Pengendalian penyakit dengan pemberian fungisida secara umum dapat memberikan pengurangan akar gada yang signifikan dengan pemberian tingkat tinggi dari fungisida. Pemberian fungisida tingkat rendah dapat memberikan hasil yang signifikan ketika infeksi tidak parah (Cheah et al., 1998).

Penelitian ini menunjukkan bahwa perlakuan boraks dan fungisida mempunyai potensi dalam mengendalikan akar gada. Perlakuan boraks, flusulfamide, dan kombinasinya dengan pahitan dibandingkan dengan kontrol dapat menurunkan insidens dan keparahan penyakit, sehingga mampu meningkatkan berat akar lateral sehat, hasil krop, dan diameter krop. Hal ini menunjukkan bahwa pengendalian dengan pemberian borax, flusulfamide dan kombinasinya dengan pahitan efektif menurunkan intensitas penyakit dan meningkatkan hasil.

Hasil penelitian secara umum menunjukkan bahwa boraks menekan insidens penyakit lebih rendah dibandingkan dengan flusulfamide. Hal ini menyebabkan berat akar lateral sehat dan hasil krop pada perlakuan boraks juga lebih rendah dibandingkan dengan perlakuan flusulfamide. Dixon (1991) menemukan bahwa boron mempengaruhi perkembangan P.brassicae dengan memperlambat laju pematangan spora. Hasil penelitian Tanaka et al. (1999) menunjukkan bahwa flusulfamide secara langsung bertindak melawan spora rehat. Dengan demikian, perlakuan flusulfamide dapat lebih efektif menekan perkembangan patogen dibandingkan dengan boraks karena flusulfamide mempengaruhi tahap awal dalam siklus hidup P. brassicae dengan menghambat perkecambahan spora rehat.

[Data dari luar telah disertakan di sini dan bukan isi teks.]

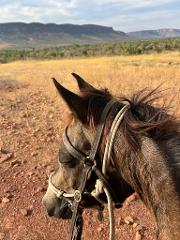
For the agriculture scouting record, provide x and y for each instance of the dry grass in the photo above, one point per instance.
(123, 74)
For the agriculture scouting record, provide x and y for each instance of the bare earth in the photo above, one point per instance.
(30, 130)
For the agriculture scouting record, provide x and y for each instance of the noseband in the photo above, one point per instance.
(90, 166)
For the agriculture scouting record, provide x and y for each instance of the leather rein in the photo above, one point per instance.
(90, 166)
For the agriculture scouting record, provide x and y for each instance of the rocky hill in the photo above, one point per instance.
(44, 35)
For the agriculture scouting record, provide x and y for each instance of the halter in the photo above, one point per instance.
(90, 166)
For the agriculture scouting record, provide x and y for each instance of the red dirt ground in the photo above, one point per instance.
(31, 124)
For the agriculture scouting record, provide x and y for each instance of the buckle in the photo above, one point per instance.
(88, 162)
(77, 196)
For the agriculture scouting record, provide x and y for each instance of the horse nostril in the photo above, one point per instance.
(50, 212)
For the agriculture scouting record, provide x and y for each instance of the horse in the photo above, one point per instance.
(145, 155)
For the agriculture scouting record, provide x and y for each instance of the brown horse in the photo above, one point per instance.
(145, 157)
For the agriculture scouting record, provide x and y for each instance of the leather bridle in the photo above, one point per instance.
(90, 166)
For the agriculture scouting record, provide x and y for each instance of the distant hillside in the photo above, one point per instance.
(45, 35)
(89, 50)
(153, 34)
(39, 35)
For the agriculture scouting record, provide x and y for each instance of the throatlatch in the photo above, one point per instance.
(90, 166)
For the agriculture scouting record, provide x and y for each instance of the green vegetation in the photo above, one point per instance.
(102, 49)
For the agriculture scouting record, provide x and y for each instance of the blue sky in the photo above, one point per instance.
(122, 15)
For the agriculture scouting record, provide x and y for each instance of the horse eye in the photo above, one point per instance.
(67, 160)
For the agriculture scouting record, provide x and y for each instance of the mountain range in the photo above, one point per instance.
(32, 35)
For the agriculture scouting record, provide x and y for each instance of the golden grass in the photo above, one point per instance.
(121, 74)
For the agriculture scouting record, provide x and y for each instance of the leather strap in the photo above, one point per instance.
(100, 128)
(71, 149)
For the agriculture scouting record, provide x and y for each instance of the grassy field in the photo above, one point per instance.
(32, 121)
(121, 74)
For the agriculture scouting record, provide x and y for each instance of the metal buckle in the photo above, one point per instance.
(77, 196)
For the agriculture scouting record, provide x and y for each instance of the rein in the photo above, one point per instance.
(90, 166)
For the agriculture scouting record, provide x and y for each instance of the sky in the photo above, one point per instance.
(122, 15)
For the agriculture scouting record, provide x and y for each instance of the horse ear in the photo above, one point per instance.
(74, 102)
(82, 83)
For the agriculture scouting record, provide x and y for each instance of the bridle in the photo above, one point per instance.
(90, 166)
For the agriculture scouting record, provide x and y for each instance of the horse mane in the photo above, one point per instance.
(143, 117)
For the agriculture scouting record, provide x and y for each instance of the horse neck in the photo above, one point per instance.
(150, 177)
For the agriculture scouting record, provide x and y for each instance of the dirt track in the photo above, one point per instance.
(30, 129)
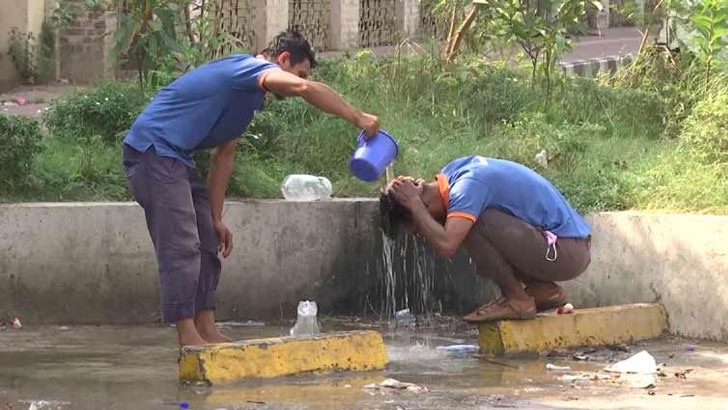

Perlakuan yang memberikan hasil terbaik pada penelitian ini adalah flusulfamide 0,012 g (4 g formulasi) dan pahitan dalam menurunkan intensitas penyakit dan meningkatkan hasil. Keparahan penyakit dapat ditekan dengan efektivitas 46,67 % dan peningkatan hasil krop 148,24 %. Shimotori et al. (1996 cit. Donald & Porter, 2009) melaporkan bahwa sejumlah senyawa kimia telah dievaluasi untuk mengendalikan akar gada,dan tidak ada yang lebih aktif daripada flusulfamide. Flusulfamide banyak digunakan di Jepang dan juga terdaftar di Selandia Baru untuk mengendalikan akar gada pada sayuran Brassicae.